The elements, for the most part, were there this season. The players put in the work during the offseason. They had the talent, at least in most positions, and they had the desire. Being “not big enough” or “not the right size” has never really mattered to Pulaski County. We’re more well-known for lining up and smacking the other guy directly in the mouth than for having cookie-cutter sized athletes.

 

A lot of that came back this season, at least defensively. Pulaski County played a physical brand of football. There have only been a handful of Cougar teams that played defense the way this one did. The other teams found that out the hard way.

 

But in football, like in most other things in life, you can’t have just a few or most of your players getting it done and expect to reach your goals. It has to be a total team effort.

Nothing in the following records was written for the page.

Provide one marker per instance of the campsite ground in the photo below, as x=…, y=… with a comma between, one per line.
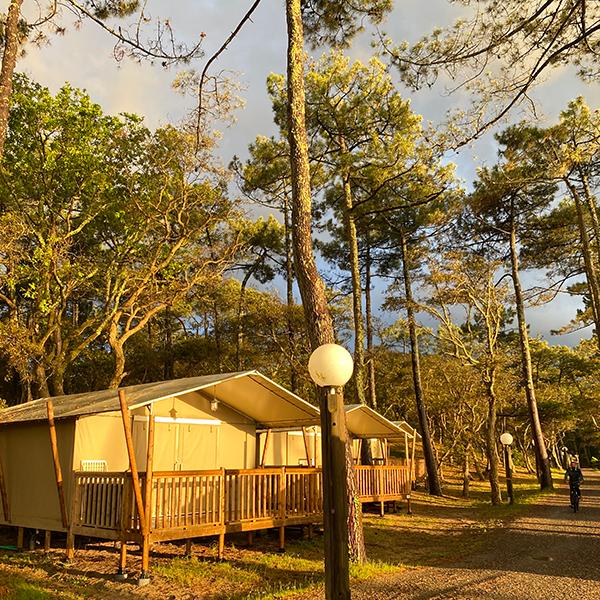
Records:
x=448, y=548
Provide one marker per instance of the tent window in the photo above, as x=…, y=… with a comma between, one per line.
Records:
x=94, y=465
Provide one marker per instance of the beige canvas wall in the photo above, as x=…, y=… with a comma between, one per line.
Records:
x=287, y=448
x=26, y=457
x=188, y=436
x=377, y=452
x=101, y=437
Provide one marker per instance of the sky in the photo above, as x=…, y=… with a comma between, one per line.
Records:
x=84, y=57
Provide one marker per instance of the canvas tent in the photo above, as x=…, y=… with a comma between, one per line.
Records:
x=302, y=445
x=206, y=422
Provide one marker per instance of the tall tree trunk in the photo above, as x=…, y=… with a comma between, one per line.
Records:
x=41, y=380
x=590, y=202
x=466, y=472
x=314, y=299
x=591, y=272
x=491, y=449
x=435, y=487
x=289, y=284
x=545, y=474
x=118, y=352
x=9, y=62
x=169, y=359
x=369, y=330
x=357, y=314
x=57, y=379
x=478, y=469
x=239, y=329
x=218, y=341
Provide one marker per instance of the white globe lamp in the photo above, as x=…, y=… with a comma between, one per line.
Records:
x=330, y=365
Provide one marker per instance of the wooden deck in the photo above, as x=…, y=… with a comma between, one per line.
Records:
x=189, y=504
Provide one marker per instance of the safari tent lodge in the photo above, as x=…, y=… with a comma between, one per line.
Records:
x=164, y=461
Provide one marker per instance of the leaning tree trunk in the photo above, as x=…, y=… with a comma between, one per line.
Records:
x=545, y=474
x=310, y=284
x=435, y=487
x=289, y=282
x=357, y=314
x=9, y=62
x=466, y=472
x=589, y=263
x=118, y=351
x=369, y=330
x=491, y=449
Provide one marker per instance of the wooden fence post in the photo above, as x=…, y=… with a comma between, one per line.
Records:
x=412, y=461
x=148, y=500
x=282, y=512
x=306, y=448
x=135, y=480
x=4, y=494
x=75, y=508
x=221, y=547
x=57, y=469
x=264, y=454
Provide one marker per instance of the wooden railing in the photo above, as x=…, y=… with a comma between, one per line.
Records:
x=186, y=498
x=376, y=484
x=252, y=494
x=196, y=501
x=102, y=500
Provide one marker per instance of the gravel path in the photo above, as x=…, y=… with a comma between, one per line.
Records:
x=550, y=554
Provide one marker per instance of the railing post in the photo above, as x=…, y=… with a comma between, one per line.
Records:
x=381, y=491
x=221, y=547
x=282, y=508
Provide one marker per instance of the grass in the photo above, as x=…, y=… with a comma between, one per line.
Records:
x=439, y=530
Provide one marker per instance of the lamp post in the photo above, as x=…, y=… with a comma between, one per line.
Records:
x=506, y=440
x=330, y=367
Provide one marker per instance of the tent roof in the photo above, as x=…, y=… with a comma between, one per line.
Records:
x=247, y=392
x=409, y=429
x=364, y=422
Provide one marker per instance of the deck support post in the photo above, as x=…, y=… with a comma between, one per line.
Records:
x=4, y=494
x=382, y=492
x=122, y=571
x=56, y=460
x=148, y=500
x=137, y=490
x=282, y=494
x=264, y=454
x=70, y=546
x=412, y=472
x=221, y=545
x=306, y=447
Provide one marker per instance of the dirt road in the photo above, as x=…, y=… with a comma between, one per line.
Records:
x=549, y=554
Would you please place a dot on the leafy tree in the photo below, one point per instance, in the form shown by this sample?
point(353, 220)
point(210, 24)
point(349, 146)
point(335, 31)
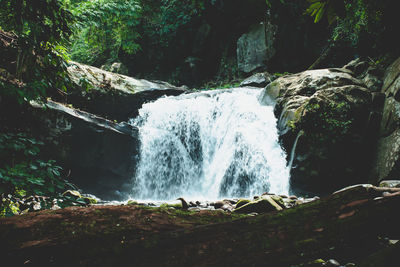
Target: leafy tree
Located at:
point(40, 29)
point(105, 28)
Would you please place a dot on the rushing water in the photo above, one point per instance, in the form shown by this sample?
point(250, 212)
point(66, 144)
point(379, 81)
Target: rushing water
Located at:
point(209, 145)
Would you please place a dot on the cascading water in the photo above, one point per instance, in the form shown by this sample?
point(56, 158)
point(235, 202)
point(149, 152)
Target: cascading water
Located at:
point(209, 145)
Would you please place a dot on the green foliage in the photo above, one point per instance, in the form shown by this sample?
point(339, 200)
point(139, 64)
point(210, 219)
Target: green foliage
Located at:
point(104, 29)
point(327, 123)
point(38, 60)
point(22, 168)
point(363, 18)
point(23, 173)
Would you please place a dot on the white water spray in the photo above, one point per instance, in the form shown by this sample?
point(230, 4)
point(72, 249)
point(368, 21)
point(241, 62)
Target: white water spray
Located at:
point(209, 145)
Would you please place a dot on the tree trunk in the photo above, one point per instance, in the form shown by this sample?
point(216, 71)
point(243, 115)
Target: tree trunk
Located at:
point(345, 225)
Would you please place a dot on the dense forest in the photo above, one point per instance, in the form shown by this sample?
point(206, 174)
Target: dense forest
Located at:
point(76, 81)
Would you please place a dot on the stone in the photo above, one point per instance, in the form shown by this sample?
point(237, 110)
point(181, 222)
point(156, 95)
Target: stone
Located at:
point(100, 153)
point(256, 47)
point(258, 80)
point(242, 202)
point(262, 205)
point(390, 183)
point(332, 262)
point(118, 67)
point(111, 95)
point(329, 116)
point(387, 160)
point(72, 193)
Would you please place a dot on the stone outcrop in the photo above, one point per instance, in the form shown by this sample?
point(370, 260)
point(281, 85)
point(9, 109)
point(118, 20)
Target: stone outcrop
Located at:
point(256, 47)
point(112, 95)
point(333, 117)
point(261, 79)
point(348, 226)
point(97, 154)
point(387, 163)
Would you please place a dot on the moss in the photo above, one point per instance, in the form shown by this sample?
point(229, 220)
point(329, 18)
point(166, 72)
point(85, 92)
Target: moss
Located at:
point(242, 202)
point(132, 202)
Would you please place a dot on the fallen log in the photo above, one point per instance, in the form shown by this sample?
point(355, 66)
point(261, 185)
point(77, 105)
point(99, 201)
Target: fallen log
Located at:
point(345, 225)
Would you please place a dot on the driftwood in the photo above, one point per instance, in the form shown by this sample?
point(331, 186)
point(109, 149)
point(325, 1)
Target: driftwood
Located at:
point(346, 225)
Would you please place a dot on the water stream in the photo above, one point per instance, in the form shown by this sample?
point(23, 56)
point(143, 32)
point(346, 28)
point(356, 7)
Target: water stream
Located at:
point(209, 145)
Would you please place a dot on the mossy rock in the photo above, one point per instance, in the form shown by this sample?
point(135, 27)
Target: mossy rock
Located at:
point(262, 205)
point(242, 202)
point(132, 202)
point(90, 200)
point(174, 206)
point(278, 200)
point(72, 193)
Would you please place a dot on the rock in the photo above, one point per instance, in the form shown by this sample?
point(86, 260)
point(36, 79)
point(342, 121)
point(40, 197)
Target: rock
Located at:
point(262, 205)
point(242, 202)
point(100, 153)
point(225, 205)
point(387, 161)
point(278, 200)
point(390, 183)
point(72, 193)
point(119, 68)
point(332, 262)
point(111, 95)
point(256, 47)
point(258, 80)
point(327, 114)
point(131, 202)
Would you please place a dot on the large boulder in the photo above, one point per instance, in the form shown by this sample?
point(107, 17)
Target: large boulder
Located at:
point(112, 95)
point(387, 163)
point(256, 47)
point(328, 121)
point(98, 155)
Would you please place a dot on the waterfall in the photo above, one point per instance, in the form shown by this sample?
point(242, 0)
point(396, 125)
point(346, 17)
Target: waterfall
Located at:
point(209, 145)
point(293, 152)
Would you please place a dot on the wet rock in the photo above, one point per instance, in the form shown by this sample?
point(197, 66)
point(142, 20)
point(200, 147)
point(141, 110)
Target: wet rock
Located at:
point(390, 183)
point(387, 162)
point(242, 202)
point(111, 95)
point(100, 152)
point(118, 67)
point(332, 262)
point(225, 205)
point(262, 205)
point(258, 80)
point(256, 47)
point(328, 114)
point(72, 193)
point(132, 202)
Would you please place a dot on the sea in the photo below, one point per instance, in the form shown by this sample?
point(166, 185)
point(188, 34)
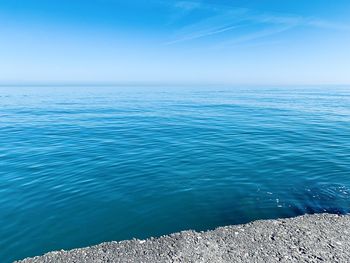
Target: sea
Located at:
point(80, 165)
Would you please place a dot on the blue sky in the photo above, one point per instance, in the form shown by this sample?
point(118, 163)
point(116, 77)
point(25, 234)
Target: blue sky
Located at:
point(175, 42)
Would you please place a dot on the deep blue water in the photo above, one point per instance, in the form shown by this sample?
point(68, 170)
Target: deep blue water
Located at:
point(83, 165)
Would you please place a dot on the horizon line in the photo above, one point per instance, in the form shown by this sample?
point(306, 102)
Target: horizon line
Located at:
point(154, 83)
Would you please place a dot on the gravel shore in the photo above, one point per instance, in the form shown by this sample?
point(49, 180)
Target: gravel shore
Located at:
point(309, 238)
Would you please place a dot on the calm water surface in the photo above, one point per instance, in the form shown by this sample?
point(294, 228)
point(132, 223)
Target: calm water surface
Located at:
point(79, 166)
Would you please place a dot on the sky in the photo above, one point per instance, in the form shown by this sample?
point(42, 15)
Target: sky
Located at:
point(175, 42)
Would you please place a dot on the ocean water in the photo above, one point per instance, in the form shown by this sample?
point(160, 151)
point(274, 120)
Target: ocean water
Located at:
point(83, 165)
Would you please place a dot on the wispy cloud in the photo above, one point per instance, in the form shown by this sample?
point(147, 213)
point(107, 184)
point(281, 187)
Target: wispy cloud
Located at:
point(225, 21)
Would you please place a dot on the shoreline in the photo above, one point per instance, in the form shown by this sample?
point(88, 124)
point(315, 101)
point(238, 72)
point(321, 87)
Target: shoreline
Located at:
point(307, 238)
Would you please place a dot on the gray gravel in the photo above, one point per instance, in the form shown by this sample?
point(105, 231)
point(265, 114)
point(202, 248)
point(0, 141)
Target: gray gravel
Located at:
point(309, 238)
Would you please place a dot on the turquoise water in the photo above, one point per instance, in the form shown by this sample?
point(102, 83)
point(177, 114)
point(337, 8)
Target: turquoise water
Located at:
point(83, 165)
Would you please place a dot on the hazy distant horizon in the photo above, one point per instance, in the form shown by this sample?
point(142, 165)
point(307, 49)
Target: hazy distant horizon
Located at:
point(207, 42)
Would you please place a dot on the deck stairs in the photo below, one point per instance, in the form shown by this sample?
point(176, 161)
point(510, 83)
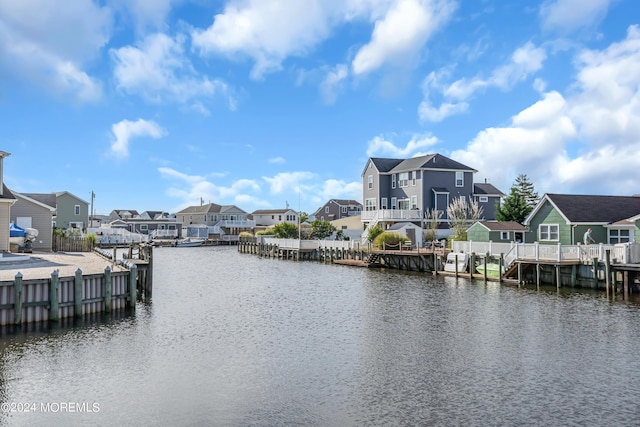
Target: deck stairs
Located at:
point(372, 259)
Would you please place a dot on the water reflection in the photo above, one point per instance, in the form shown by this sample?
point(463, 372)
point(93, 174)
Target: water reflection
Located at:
point(233, 339)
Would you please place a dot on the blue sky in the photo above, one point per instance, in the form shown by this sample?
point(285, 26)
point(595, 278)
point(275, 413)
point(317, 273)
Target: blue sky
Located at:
point(156, 104)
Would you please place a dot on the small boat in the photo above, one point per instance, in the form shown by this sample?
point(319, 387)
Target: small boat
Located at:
point(493, 269)
point(189, 243)
point(450, 264)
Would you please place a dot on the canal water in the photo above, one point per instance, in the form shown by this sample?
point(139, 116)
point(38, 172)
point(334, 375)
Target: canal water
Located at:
point(236, 340)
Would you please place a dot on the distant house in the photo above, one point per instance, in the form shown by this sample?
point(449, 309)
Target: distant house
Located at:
point(6, 200)
point(71, 211)
point(269, 217)
point(351, 227)
point(401, 190)
point(497, 231)
point(564, 218)
point(30, 213)
point(412, 231)
point(223, 222)
point(152, 223)
point(488, 197)
point(338, 208)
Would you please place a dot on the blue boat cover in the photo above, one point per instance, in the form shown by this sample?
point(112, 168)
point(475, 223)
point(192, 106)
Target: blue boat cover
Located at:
point(15, 231)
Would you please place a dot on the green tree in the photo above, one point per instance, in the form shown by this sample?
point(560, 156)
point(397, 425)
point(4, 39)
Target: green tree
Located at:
point(520, 201)
point(526, 189)
point(463, 212)
point(513, 208)
point(285, 230)
point(373, 232)
point(321, 229)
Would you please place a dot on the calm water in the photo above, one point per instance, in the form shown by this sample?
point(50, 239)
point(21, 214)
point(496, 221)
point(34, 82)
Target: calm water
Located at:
point(237, 340)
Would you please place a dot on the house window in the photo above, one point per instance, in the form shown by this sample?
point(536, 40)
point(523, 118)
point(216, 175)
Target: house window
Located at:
point(549, 232)
point(619, 236)
point(403, 179)
point(459, 179)
point(370, 204)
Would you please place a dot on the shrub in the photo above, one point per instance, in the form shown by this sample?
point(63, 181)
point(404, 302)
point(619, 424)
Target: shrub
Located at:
point(389, 240)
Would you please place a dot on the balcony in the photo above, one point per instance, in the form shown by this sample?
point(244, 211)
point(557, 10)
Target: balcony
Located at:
point(392, 215)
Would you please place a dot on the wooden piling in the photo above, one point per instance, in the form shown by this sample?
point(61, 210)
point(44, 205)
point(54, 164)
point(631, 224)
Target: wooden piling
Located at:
point(17, 284)
point(107, 289)
point(77, 294)
point(53, 296)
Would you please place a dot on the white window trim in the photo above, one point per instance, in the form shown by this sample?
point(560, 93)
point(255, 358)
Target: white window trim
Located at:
point(549, 232)
point(459, 179)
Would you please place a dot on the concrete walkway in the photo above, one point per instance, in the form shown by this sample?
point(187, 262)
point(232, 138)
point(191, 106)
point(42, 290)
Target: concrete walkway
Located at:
point(40, 265)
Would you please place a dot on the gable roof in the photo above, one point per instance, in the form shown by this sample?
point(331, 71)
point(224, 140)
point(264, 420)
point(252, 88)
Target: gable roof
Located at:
point(591, 209)
point(486, 189)
point(502, 225)
point(48, 199)
point(50, 208)
point(271, 211)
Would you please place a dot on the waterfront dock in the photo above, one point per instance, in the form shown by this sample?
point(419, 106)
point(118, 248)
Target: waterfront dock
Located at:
point(54, 286)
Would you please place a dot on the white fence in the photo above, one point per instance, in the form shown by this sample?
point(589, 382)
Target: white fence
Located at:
point(625, 253)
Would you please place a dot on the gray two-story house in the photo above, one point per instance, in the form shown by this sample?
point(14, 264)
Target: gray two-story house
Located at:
point(403, 190)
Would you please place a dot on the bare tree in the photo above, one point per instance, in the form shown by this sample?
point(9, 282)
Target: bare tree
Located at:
point(461, 214)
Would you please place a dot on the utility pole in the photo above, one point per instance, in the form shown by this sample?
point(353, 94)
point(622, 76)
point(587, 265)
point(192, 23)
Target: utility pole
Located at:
point(91, 213)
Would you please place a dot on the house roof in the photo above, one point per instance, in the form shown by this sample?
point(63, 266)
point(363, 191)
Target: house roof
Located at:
point(592, 209)
point(48, 199)
point(486, 189)
point(51, 209)
point(502, 225)
point(271, 211)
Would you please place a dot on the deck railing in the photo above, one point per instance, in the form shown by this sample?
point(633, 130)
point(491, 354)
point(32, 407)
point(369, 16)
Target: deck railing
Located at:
point(620, 253)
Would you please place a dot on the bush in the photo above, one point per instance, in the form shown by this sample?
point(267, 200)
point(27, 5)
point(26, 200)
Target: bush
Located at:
point(389, 240)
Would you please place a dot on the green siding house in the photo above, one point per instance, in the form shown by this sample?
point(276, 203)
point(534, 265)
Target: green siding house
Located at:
point(564, 218)
point(497, 231)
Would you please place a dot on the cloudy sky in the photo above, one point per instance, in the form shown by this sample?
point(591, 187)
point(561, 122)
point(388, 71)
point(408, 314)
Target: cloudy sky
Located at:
point(158, 104)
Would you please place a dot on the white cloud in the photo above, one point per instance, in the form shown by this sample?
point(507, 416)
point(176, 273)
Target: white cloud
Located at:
point(48, 45)
point(332, 82)
point(524, 62)
point(379, 146)
point(159, 70)
point(569, 15)
point(267, 32)
point(276, 160)
point(126, 130)
point(401, 33)
point(583, 143)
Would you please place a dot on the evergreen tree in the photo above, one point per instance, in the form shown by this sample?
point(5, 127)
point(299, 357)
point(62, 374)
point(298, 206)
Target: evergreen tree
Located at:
point(514, 207)
point(525, 188)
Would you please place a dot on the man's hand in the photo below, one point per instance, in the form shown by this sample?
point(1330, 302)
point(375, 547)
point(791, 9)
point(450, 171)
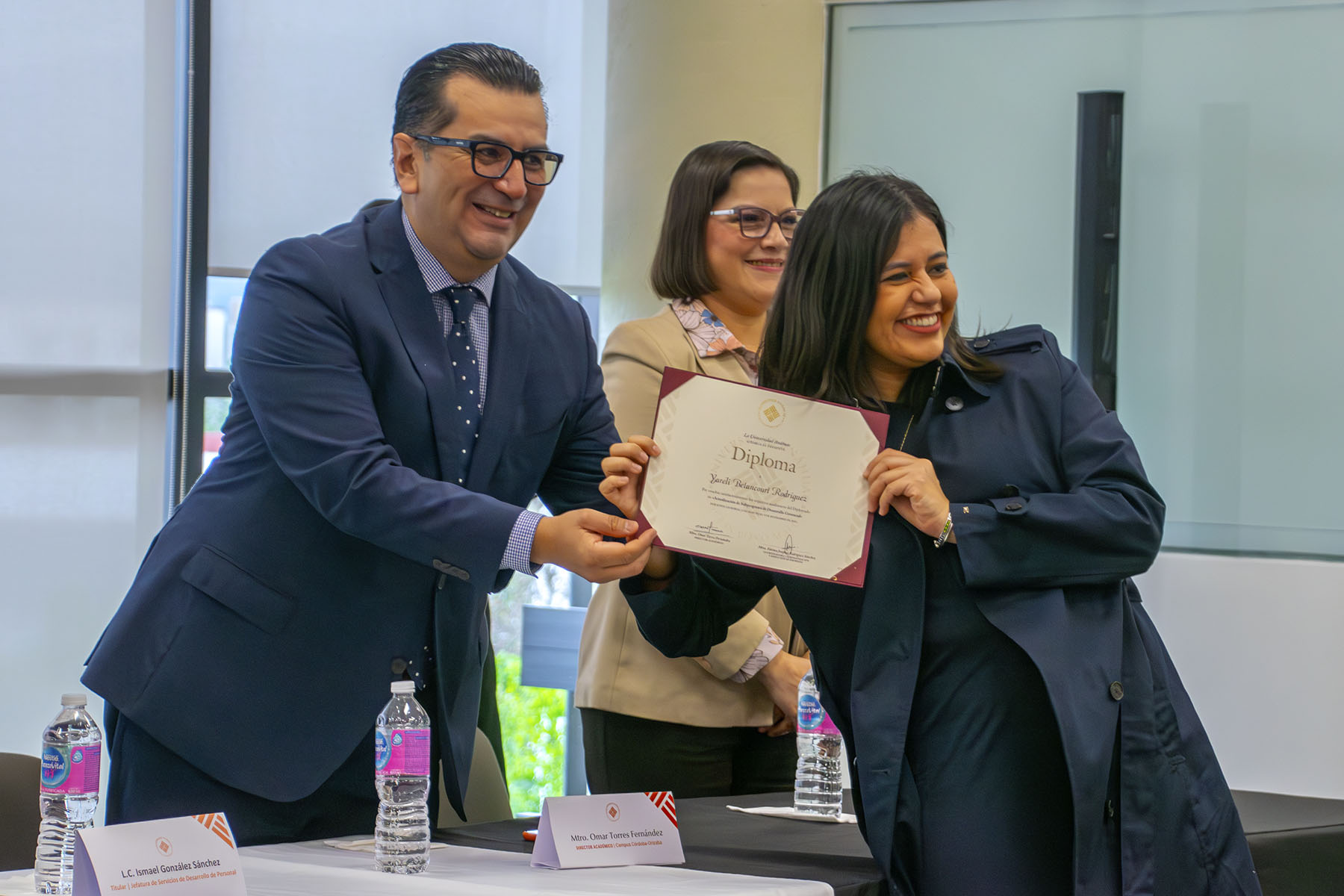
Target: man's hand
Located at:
point(781, 677)
point(574, 541)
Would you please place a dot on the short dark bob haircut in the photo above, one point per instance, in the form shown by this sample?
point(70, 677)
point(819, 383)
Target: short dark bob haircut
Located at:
point(680, 267)
point(420, 100)
point(815, 340)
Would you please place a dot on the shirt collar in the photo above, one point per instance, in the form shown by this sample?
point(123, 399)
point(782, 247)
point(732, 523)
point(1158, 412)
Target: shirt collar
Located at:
point(436, 277)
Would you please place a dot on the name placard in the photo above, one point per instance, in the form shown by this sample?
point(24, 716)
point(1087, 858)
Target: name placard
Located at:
point(194, 856)
point(608, 829)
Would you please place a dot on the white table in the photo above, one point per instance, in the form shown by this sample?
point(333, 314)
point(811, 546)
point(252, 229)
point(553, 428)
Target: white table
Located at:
point(302, 869)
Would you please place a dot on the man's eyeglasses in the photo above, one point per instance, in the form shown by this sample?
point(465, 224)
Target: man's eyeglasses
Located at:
point(494, 160)
point(756, 223)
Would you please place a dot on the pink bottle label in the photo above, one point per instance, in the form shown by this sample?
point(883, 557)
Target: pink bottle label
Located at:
point(813, 719)
point(70, 768)
point(401, 751)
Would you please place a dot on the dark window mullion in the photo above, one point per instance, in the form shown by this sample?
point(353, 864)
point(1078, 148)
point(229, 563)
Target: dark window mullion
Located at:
point(191, 381)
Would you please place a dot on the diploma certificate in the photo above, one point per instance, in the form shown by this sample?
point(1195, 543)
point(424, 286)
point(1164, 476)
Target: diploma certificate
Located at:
point(762, 479)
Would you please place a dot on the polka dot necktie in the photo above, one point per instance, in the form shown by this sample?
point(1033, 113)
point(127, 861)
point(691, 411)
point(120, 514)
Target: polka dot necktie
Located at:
point(464, 301)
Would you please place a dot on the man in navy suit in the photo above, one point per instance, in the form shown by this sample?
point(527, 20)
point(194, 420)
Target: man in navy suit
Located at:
point(402, 388)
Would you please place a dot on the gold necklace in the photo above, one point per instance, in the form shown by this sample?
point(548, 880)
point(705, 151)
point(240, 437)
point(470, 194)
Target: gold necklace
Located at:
point(907, 430)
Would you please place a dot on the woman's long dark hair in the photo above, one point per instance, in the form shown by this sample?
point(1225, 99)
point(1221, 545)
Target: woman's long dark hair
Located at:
point(815, 337)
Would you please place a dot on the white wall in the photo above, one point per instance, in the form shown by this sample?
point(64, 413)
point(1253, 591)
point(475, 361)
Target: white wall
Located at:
point(302, 112)
point(87, 160)
point(1257, 642)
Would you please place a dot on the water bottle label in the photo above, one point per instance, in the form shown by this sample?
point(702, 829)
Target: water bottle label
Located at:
point(70, 768)
point(813, 719)
point(401, 751)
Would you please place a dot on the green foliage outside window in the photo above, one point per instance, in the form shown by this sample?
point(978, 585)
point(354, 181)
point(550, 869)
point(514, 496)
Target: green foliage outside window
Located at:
point(534, 736)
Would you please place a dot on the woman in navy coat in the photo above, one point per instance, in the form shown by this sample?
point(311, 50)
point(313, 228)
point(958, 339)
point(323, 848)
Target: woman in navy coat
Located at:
point(1014, 722)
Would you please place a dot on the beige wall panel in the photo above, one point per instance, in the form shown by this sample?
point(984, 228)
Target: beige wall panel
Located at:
point(682, 73)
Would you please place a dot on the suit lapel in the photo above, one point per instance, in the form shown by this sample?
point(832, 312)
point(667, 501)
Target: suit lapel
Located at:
point(508, 363)
point(409, 302)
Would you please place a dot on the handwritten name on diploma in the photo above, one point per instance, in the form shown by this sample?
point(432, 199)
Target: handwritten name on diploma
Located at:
point(772, 489)
point(766, 479)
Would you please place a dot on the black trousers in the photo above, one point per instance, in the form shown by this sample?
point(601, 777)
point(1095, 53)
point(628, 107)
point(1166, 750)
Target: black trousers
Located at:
point(626, 754)
point(148, 781)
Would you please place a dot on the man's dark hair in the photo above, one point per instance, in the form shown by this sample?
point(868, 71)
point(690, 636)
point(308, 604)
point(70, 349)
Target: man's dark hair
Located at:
point(420, 100)
point(815, 339)
point(680, 267)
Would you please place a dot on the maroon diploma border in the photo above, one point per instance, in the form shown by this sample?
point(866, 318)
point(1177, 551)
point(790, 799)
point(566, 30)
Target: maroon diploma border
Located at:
point(878, 422)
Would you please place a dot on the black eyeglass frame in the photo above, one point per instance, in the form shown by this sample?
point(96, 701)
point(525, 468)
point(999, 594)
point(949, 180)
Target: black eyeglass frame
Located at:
point(774, 220)
point(515, 155)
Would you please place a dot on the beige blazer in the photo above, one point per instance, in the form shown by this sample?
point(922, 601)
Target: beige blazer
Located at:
point(618, 669)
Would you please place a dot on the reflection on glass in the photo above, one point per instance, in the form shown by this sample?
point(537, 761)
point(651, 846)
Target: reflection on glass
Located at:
point(223, 299)
point(217, 408)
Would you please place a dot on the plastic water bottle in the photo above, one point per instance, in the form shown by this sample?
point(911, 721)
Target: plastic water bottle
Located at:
point(72, 758)
point(818, 782)
point(401, 771)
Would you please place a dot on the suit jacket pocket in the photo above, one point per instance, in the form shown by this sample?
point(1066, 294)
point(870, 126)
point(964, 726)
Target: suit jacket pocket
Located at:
point(238, 590)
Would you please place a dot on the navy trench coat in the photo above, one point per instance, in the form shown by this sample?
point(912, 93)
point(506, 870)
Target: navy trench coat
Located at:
point(1053, 514)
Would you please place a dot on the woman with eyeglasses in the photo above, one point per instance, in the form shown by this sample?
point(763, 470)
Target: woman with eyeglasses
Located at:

Everyone has to be all in.

 

There were some spots in the Cougar lineup this season that had little to no depth after the injury bug came to visit. There were a few spots that we could have used another body. That’s high school sports. We needed a standout player on offense, but one never really emerged. Most gave it their best shot, but there wasn’t a Josh Calfee, Kevin Hendricks, Hunter Thomas or Nubian Peak to call on. We didn’t have “that guy” and we needed one.

 

Pulaski County must get better offensively next season. While the defense should still be solid, those key seniors will be missed. Offensive production will be a critical part of the equation for Cougar success.

 

While the program, coaches and fans will certainly miss the Cougar seniors as they move forward, the program will go on. That’s the great thing about it. Individual players come and go, but the Cougar Nation remains.

 

Those individual players now join the long line of former players who will spend the remainder of their lives remembering what it was like to walk down those 63 steps. They will get goose bumps when they hear that first note of 2001 played. They’ll hold their heads a little higher and remember their time in those gold helmets.

 

Thank you for your efforts gentlemen. They were very much appreciated.